The tech ecosystem has some incredible tools that you can leverage to do some incredible things completely for free. I’m going to talk about how you can use a public GitHub repo as a base, update its content daily with a cronjob running on CircleCI, and then serve the repo contents globally using the JsDelivr CDN. To demonstrate this, I’ll walk through how I build an auto-updating version of the Gun Violence Archive dataset that’s distributed as a JSON file on JsDelivr. If you want to see the end result, the GitHub repo is here, and the JsDelivr CDN JSON file is here.

I recently stumbled on the amazing Gun Violence Archive, which is an organization the chronicles gun violence and mass shootings in the US. The organization publishes their data freely on their website, but it’s not provided in a format that can be easily plugged into an existing application. To keep up to date, you’d need to go their website every day and download a new version of their reports. Fortunately, it’s not hard to automate this process and make the results available as a JSON file.

The first task was to set up a GitHub repo to store the reports from Gun Violence Archive. Once the repo was set up, the next step was to write a script that can pull down the data from the archive and store it in a JSON file that can be saved in our repo. This was easy enough to do using Python and BeautifulSoup. The finished script is in the repo here Once the script was working, the next step was to get it to run on a cronjob and push the results back into our GitHub repo every day.

Updating Data on a CircleCI Cron

Normally, running a cron job would require setting up a server or something similar which isn’t free. However, CircleCI allows you to run a single worker for free, which is plenty to run a small nightly cron, and connecting CircleCI to GitHub is a breeze.

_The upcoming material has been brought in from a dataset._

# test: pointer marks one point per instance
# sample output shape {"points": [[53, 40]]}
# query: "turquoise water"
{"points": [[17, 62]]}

Setting up our script to run on a nightly cron was as easy as adding the following to .circleci/config.yml in our repo:

version: 2.1

jobs:
  update_data:
    docker:
      - image: circleci/python:3.6.4
    steps:
      - checkout
      - run:
          name: Install dependencies
          command: |
            python3 -m venv venv
            . venv/bin/activate
            pip install -r scripts/requirements.txt
      - run:
          name: Update data
          command: |
            . venv/bin/activate
            python scripts/update_data.py
      - run:
          name: Commit data back to Github
          command: |
            git config user.email "<your email>"
            git config user.name "<your git username>"
            DATE_TODAY=$(date +"%Y-%m-%d")
            git pull origin master
            git commit -am "[skip ci] Updating Data ${DATE_TODAY}" --allow-empty
            git push origin master

workflows:
  daily_data_update:
    triggers:
      - schedule:
          cron: "0 0 * * *"
          filters:
            branches:
              only:
                - master
    jobs:
      - update_data

In the above config, we define a job that sets up python, installs dependencies, runs the script, and then commits the result back to GitHub. Then, we define the cron, which follows a standard cron format. The cron in this job runs every day at midnight.

The only tricky part of getting this set up was giving CircleCI permission to commit back to GitHub, but CircleCI has documentation on that. Aside from that it’s just a standard CircleCI config with the job running on a cron.

Serving the Data with JsDelivr

JsDelivr has an amazing feature which is that any public GitHub repo is already distributable on the CDN with no config at all! For every public repo on GitHub, the contents of the repo are available on JsDelivr at https://cdn.jsdelivr.net/gh/<user>/<repo>/path/to/file. So, once our GitHub repo is set up and auto-updating, we already have the contents available on a world-class global CDN, all for free, and all without any setup! In the our case, that means the auto-updating JSON file containing Gun Violence Archive’s data is instantly available at https://cdn.jsdelivr.net/gh/chanind/gun-violence-archive-data/mass_shootings.json.

And that’s all it takes! Just like that you have content that updates on a cron, served globally on a world-class CDN, all for free!